As crianças que vivem isoladas em casa com seus pais utilizam uma fruta, ou seja, uma maçã, que aparece em várias cenas no filme. Isso demonstra a ideia de liberdade que o autor quer transmitir em relação à situação que as meninas estavam passando. A fruta, que aparece em várias partes do filme, leva o espectador a pensar que o autor utiliza um símbolo presente no mito da criação da cultura judaico-cristã. A fruta está presente no mito fundante do Jardim do Éden, onde estão Adão e Eva.
O pai, cego por questões religiosas e misóginas, acreditava que era o destino delas ficarem em casa. É perceptível nos diálogos travados entre o pai das meninas e os vizinhos que ele sabia que elas precisavam ir à escola. Mas é inquietante porque, a todo momento, ele se defende dizendo que não pode fazer nada. Há uma cena em que é oferecido dinheiro para ajudá-lo e, no entanto, ele se esconde atrás de suas crenças fanáticas, que acabam por prejudicar e ceifar a vida de suas filhas. As meninas, como são constantemente vigiadas, acabam internalizando os costumes ao serem moldadas pela disciplina instaurada pelos pais. Em outras palavras, as crianças participam da vigilância ao se sentirem vigiadas.

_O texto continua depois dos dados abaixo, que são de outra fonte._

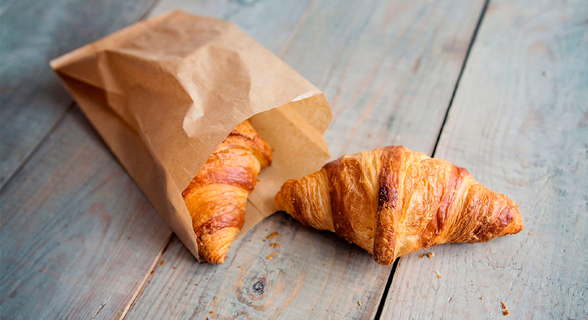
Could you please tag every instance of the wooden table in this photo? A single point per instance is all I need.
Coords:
(498, 87)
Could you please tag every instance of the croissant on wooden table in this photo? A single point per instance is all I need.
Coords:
(217, 196)
(393, 201)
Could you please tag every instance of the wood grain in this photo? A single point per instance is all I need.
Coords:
(387, 67)
(78, 236)
(519, 124)
(32, 100)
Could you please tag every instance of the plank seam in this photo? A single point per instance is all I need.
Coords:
(143, 284)
(34, 150)
(474, 35)
(386, 290)
(463, 66)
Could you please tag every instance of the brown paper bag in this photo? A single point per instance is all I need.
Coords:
(165, 92)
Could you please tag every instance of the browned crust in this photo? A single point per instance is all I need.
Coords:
(217, 195)
(413, 202)
(385, 246)
(337, 193)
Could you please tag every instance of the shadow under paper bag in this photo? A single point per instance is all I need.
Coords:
(165, 92)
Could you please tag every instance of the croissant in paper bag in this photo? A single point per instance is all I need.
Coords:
(393, 201)
(217, 196)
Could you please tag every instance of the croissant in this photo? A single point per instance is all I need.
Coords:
(217, 196)
(393, 201)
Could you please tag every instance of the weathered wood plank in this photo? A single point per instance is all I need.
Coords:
(75, 259)
(78, 236)
(32, 100)
(519, 124)
(386, 67)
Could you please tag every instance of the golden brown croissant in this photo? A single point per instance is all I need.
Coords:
(393, 201)
(217, 196)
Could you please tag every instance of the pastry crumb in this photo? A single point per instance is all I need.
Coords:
(272, 235)
(271, 256)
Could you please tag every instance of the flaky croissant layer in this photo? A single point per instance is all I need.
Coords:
(393, 201)
(217, 196)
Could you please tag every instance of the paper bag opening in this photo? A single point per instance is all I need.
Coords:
(165, 92)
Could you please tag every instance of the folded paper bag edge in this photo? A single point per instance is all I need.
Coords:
(161, 189)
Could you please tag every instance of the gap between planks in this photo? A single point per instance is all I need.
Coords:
(60, 118)
(465, 60)
(37, 146)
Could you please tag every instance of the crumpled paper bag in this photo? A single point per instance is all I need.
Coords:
(165, 92)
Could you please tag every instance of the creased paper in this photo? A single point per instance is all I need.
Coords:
(165, 92)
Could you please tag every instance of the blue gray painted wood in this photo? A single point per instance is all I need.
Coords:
(387, 67)
(519, 124)
(32, 100)
(78, 236)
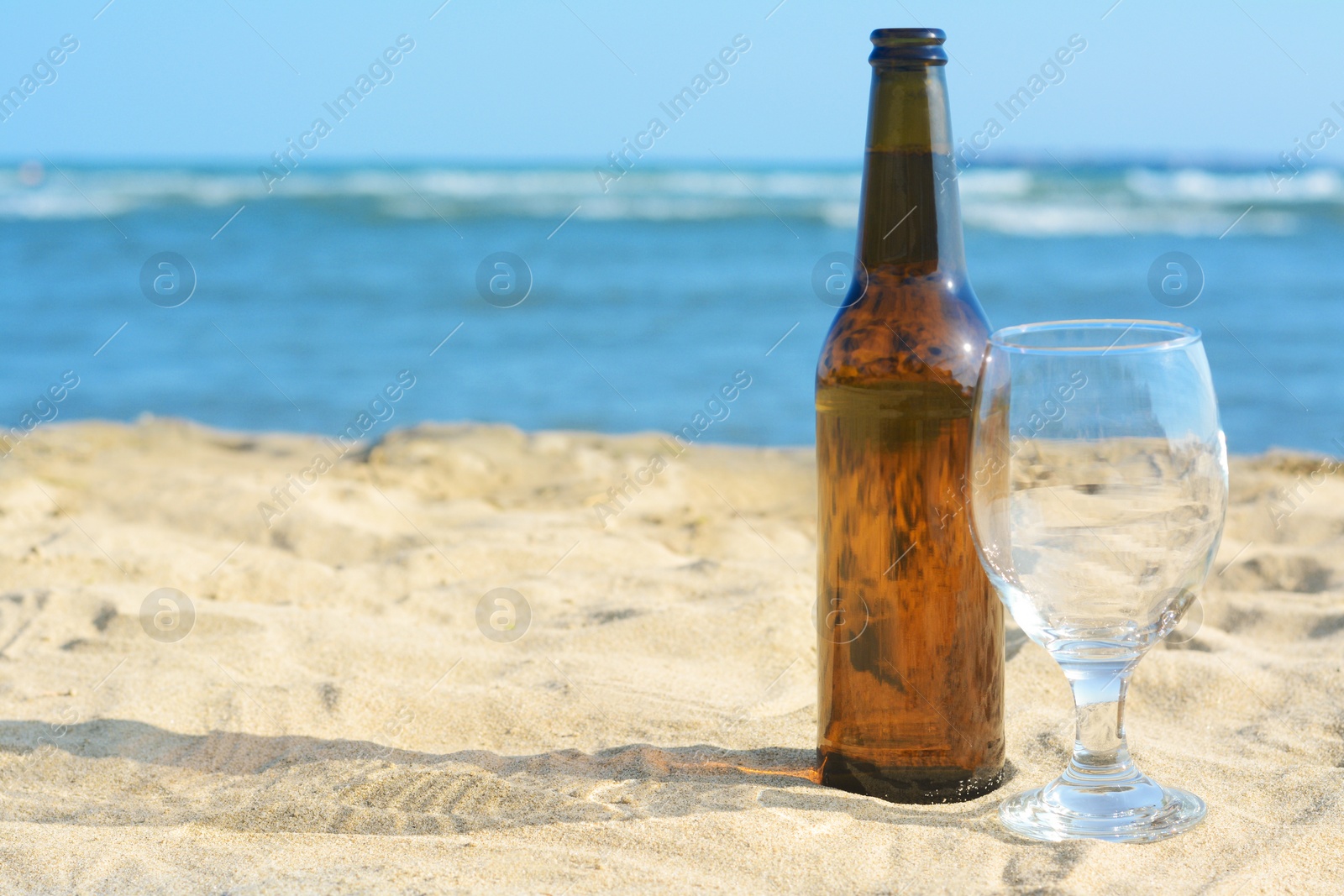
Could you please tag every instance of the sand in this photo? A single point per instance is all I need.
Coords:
(335, 720)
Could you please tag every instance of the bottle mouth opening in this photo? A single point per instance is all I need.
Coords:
(909, 45)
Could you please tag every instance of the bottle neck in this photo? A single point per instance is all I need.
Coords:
(911, 215)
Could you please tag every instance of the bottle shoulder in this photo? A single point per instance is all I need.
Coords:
(906, 329)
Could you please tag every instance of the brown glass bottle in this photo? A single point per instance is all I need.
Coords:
(911, 647)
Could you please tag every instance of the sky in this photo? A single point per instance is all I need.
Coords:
(566, 81)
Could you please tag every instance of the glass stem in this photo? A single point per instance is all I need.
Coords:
(1101, 754)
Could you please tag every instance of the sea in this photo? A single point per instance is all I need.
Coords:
(531, 296)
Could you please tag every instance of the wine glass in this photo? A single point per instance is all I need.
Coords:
(1099, 485)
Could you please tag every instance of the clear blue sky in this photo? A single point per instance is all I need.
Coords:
(568, 80)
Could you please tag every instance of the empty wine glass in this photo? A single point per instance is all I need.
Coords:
(1099, 484)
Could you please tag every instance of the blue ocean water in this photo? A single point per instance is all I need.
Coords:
(640, 302)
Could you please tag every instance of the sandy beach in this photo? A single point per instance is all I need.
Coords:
(338, 720)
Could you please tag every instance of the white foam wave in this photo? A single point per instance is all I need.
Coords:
(1042, 202)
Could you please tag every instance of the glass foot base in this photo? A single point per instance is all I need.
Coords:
(1140, 810)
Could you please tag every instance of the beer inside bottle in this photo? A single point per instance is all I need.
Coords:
(911, 634)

É nesse ponto que gostaria de considerar que não há diferença da abordagem do Estado no Irã em relação aos países ocidentais, pelo menos no que se refere a tornar os corpos úteis à economia de mercado. O Estado aqui intervém porque esses corpos, da maneira como eram tratados, não se tornam úteis e, portanto, devem sofrer a intervenção estatal. O fato de o Irã ser um Estado Teocrático não quer dizer que não esteja inserido na lógica do capitalismo, sistema econômico vigente e preponderante em todas as nações do planeta.
Diante disso, essas crianças precisam urgentemente sair daquela condição. Elas, como todas as outras crianças, precisam ser inseridas na lógica do sistema capitalista, que, embora tenha características diferentes pelo mundo, revestido das diferentes culturas e religiões, possui os mesmos mecanismos em todos os pontos do planeta.
Ao assistir ao filme, temos a impressão de que se torna legítima a dominação patriarcal da família com as filhas. Mas, ao tomarmos distância, o que podemos perceber é que temos aí uma violação dos direitos humanos. Não importa o local do planeta e a cultura, a violação dos direitos humanos é a mesma em todo o mundo. Seja como for, não é legítima nenhuma forma de violência contra o ser humano, principalmente contra as crianças, em qualquer canto deste planeta.
Como podemos observar, as crianças do filme “A Maçã” sofrem duas formas de vigilância. A primeira é a familiar que decidiu o destino delas, atormentadas que estavam pelos dogmas religiosos. A outra forma é a intervenção do Estado na vida dessas pessoas com o intuito de moldar de forma homogênea os corpos, submetidos a uma lógica de utilidade.